5.2.25

Por alturas do subsolo

Ólafur Arnalds, “Written in Stone”, in https://www.youtube.com/watch?v=wJRbjY8Hd6w

A matéria incansável ateia o encantamento pelos sortilégios que ganhamos ao acaso. Não são súbditos os que assumem a empreitada. Alguns tornam-se mecenas, despojam-se de haveres para que muitos possam fruir das criações que outros deixaram em legado para um futuro intemporal. 

É como os investimentos que não têm juros como paga. Ascendem como trunfos imateriais. Para se ter vocação, não se aceitam os modos habituais viciados no cálculo oportunista, numa aritmética estreita que não alcança tudo o que pelo caminho foi desmaterializado. Não é à toa que reumanização das pessoas é arbitrada. Não é criminoso supor a própria essência das pessoas, que parece errar por paradeiro incerto. 

Os fogos que se ateiam são mnemónicas para a memória não ser erradicada. A educação fugiu do seu pedestal; os interesses mutantes são tão válidos como outros quaisquer, do mesmo modo que ninguém pode ser censurado por escolher uma certa trincheira. Podíamos, talvez, reservar o olhar para o nosso interior. Fazer a síntese entre o devir gregário e um aceitável ensimesmar que recusa revistar os outros. Quem não quer ser atirado para o banco onde é sujeito à sindicância dos outros deve fugir da censura dos demais. A lisura fundeia-se na reciprocidade (amiúde esquecida).

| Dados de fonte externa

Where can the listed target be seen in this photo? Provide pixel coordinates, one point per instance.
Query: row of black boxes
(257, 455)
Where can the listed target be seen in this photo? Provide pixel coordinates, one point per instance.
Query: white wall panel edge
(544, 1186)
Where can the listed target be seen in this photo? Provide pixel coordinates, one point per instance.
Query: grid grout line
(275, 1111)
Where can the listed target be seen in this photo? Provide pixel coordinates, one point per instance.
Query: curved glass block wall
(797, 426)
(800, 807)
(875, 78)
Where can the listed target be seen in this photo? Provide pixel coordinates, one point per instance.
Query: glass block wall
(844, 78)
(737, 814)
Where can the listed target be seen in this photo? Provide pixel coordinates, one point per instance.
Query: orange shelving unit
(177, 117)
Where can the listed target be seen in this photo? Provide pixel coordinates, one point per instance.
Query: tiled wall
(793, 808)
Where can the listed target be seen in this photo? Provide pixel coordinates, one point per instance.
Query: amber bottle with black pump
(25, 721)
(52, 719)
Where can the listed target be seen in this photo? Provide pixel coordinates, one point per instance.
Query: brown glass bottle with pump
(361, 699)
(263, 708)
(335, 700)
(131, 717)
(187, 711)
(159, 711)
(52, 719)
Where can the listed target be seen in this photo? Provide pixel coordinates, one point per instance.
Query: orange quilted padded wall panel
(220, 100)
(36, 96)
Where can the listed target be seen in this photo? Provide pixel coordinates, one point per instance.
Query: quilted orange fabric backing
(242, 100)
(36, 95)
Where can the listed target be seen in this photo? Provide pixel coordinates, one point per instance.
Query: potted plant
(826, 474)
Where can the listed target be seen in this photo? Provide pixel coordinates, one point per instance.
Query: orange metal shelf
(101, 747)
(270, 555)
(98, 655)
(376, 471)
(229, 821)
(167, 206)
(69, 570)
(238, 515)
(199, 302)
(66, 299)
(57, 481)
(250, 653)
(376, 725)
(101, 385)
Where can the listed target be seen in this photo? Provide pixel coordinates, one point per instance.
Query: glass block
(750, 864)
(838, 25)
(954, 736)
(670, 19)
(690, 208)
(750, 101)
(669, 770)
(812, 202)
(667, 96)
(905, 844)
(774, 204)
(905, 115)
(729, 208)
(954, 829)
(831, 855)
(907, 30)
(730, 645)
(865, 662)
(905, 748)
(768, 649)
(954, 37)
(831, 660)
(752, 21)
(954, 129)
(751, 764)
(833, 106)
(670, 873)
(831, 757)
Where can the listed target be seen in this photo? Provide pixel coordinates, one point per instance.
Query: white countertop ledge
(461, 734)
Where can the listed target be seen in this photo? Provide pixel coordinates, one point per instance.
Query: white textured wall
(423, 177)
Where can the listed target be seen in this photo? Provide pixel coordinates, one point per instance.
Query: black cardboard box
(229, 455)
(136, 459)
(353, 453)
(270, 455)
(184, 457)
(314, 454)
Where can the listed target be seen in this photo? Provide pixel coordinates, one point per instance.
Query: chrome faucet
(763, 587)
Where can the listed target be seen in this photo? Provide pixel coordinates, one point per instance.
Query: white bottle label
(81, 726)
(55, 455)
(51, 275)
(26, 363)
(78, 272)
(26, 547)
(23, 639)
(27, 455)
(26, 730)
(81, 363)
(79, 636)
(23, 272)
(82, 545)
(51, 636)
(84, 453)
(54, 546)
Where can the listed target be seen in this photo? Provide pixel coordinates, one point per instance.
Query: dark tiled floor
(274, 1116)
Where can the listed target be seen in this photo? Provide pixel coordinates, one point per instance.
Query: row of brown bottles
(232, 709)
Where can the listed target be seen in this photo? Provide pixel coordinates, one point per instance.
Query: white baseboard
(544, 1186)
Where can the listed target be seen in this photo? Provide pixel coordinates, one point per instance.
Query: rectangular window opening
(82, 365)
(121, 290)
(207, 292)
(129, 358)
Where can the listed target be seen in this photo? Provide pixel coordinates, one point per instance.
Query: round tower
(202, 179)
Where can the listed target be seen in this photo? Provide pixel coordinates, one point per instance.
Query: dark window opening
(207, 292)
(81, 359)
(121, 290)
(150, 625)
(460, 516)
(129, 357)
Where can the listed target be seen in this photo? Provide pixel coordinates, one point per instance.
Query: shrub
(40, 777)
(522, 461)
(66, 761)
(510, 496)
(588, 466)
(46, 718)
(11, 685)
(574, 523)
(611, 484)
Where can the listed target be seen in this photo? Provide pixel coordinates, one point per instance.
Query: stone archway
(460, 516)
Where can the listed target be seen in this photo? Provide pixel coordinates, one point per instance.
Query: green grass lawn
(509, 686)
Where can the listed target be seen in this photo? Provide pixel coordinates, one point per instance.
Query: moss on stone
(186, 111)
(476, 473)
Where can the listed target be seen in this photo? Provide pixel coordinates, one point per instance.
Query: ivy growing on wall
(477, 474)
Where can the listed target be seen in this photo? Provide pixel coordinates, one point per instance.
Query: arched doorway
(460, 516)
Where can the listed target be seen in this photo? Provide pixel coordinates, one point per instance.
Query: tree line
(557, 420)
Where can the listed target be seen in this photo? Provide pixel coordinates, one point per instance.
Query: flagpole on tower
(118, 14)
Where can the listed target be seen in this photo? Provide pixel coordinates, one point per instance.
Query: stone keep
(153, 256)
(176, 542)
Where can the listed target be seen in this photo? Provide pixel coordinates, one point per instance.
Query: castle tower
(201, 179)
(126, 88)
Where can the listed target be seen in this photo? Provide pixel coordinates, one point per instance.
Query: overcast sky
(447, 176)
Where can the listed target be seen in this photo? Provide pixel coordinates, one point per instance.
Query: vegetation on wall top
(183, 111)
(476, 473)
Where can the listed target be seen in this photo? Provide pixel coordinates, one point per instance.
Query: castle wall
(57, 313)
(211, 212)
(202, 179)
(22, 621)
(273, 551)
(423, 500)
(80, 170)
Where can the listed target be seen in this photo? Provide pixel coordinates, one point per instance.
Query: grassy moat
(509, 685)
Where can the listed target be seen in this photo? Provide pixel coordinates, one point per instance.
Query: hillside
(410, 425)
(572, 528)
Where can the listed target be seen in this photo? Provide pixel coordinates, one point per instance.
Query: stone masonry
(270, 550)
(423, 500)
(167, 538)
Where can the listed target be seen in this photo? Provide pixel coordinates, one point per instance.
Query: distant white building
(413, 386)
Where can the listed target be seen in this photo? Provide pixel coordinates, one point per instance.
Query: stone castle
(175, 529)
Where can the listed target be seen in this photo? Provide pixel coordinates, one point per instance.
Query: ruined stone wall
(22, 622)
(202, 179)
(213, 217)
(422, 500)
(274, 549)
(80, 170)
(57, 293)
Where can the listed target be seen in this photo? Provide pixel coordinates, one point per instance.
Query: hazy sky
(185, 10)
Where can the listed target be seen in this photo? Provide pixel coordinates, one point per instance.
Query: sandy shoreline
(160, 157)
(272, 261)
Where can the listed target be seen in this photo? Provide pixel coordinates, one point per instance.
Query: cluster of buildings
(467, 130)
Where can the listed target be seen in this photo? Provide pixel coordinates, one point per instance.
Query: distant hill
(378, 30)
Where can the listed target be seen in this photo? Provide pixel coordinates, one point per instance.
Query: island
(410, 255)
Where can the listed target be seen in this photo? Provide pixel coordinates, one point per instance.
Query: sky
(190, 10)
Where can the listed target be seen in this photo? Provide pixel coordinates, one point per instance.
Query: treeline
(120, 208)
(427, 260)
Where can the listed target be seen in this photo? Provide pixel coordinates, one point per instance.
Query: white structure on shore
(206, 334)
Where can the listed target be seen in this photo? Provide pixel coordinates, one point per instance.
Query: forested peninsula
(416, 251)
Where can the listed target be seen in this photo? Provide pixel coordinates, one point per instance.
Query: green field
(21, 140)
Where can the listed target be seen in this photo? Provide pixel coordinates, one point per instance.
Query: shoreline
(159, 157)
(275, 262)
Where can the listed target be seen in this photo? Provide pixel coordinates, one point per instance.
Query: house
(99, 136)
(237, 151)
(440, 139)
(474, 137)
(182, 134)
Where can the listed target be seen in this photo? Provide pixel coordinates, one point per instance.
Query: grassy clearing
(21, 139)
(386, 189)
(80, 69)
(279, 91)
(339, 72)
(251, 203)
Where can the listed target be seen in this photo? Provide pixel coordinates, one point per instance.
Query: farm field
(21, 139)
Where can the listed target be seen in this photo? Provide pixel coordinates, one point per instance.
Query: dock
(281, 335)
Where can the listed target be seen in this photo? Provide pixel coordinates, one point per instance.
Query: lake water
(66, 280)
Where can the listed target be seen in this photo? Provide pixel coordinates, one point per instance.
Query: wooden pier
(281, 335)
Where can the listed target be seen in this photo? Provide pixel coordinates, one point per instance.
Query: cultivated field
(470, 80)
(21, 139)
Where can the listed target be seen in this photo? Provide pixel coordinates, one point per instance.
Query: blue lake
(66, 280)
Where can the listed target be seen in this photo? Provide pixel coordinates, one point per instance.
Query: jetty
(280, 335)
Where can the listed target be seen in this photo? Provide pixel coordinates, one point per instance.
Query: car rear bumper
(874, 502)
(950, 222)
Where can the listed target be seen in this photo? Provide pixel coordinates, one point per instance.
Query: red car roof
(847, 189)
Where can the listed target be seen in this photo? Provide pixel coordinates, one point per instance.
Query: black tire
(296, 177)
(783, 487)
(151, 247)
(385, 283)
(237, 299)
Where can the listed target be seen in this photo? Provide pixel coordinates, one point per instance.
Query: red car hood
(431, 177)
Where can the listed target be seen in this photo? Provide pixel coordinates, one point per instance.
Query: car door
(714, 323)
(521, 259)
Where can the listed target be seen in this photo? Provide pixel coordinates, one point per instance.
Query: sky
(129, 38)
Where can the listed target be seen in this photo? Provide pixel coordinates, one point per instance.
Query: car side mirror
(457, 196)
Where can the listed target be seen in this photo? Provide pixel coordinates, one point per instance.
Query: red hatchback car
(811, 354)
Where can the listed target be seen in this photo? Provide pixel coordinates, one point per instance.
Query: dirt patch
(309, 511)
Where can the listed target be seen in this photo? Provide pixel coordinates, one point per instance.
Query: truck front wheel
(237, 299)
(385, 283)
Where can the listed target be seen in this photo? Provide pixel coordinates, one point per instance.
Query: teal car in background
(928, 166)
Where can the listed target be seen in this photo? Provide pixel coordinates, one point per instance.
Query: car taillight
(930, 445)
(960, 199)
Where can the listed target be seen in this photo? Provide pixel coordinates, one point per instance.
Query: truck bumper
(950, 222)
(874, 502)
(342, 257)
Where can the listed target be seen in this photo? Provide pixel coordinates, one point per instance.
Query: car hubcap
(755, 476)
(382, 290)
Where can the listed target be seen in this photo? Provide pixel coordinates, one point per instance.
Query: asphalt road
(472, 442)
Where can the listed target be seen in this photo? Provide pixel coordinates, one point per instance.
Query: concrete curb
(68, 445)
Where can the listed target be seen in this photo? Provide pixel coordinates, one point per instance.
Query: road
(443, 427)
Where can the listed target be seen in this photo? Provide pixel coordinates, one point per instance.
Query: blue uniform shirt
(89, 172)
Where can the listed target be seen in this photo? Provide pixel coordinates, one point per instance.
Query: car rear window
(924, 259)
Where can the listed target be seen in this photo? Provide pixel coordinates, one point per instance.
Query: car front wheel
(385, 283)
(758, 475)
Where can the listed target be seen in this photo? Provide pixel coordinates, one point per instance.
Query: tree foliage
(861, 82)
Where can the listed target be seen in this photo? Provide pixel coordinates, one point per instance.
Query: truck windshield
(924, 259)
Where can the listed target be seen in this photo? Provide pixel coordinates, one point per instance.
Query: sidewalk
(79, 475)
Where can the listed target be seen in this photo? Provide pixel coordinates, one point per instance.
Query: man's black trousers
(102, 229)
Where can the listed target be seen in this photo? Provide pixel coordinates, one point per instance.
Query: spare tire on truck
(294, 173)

Se usarmos as mãos para escavar o passado, o tempo gasto não é inútil. Somos uma linhagem do presente que não se dissolve no tempo passado, por mais que se diga que, por ser passado, prescreveu. Sermos devedores do passado não se confunde com nostalgia. A fina camada do tempo que interessa é aquela que depressa se inventaria como prescrita por ser titulada pelo passado. Há todo um subsolo escondido, mas cuja existência é fundacional para termos um chão robusto onde assentar a existência. Os diferentes tempos combinam-se numa constelação de contradições. 

As pessoas assustam-se com as suas próprias contradições. Por isso, são expeditas a denunciar as contradições dos outros. Devia haver uma lei geral a proclamar o direito irrenunciável às contradições – uma lei com força de Constituição. Era tanta a acrimónia que se poupava, tantos os recursos aforrados em empreitadas inúteis, que a confirmação da felicidade geral dispensava a execução de outras provas. 

Essa seria uma lei que dispensa a forma escrita.